We evaluated the proposed method on different scenarios from dense city areas, some qualitative results are shown in Fig. 6. During quantitative evaluation we compared the different keypoint selection strategies using our proposed model, and also compared our approach to the state-of-the-art technique [4]. As evaluation metrics we used the average distance of the keypoints after the optimal point cloud alignment, since following our subjective visual verification this metrics proved to be relevant for numerical comparison of different matches.

Fig. 7.
figure 7

Evaluation of the proposed approach with various keypoint selection strategies and comparison to [4]

Figure 7 demonstrates the result of the method comparison in 25 different RMB Lidar frames, where we displayed the calculated transformation scores in a logarithmic scale. Regarding the keypoint selection, Fig. 7 shows that the optimal strategy proved to be the 8-keypoint approach (shown in Fig. 4(d)), with an average error between 0.15 and 0.5 m for the different frames. We can observe that using 1 or 4 keypoints, the resulting error is slightly higher than with applying the 8-point version. On the other hand, 16 keypoint selection suffers from ovefitting problems, since it yields large errors in some of the frames.

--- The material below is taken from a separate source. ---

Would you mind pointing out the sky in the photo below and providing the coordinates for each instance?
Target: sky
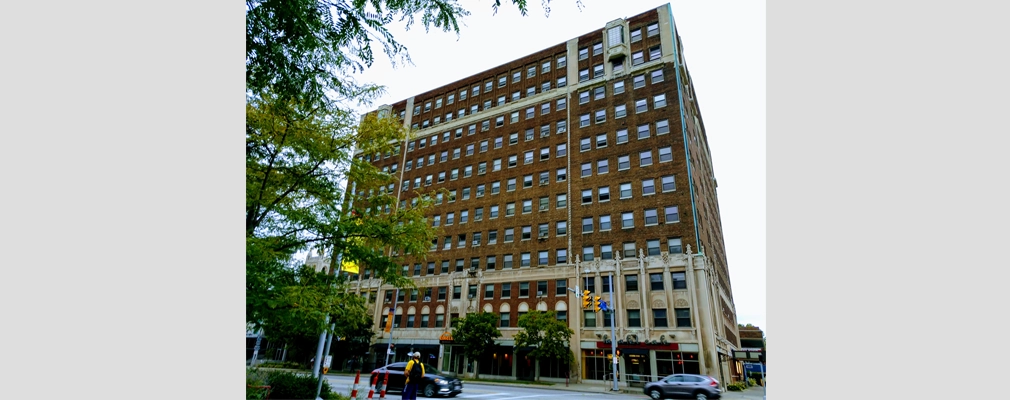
(724, 51)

By comparing the proposed method to [4], we can experience the clear superiority of our new technique with any keypoint selection variants. On one hand, the reference technique [4] only used the 2D object centers from a top-view projection to find the optimal transform, which solution was only appropriate to find a coarse matching between the two point cloud frames. On the other hand, [4] did not use any object specific knowledge from the HD map, that highly contributed to eliminate false matches in our present model. In addition, since our method does not use the computationally expensive point level NDT refinement step, it is able to run with 10 frame/seconds (fps) on a desktop computer, in contrast to the 0.5 fps speed of [4].

5 Conclusions

We have proposed an object based algorithm for accurate localization of self driving vehicles (SDV) equipped with a RMB Lidar sensor. Assuming that a High Definition (HD) point cloud map is available from the environment obtained by Mobile Laser Scanning technology, the problem is to solve the registration of point clouds with significantly different density characteristics. Apart from exploiting semantic information from the HD map, various keypoint selection strategies have been proposed and compared. We have experienced that the 8-keypoint approach yields a highly efficient solution for the problem, which is superior over other keypoint selection strategies and also over a state-of-the-art method.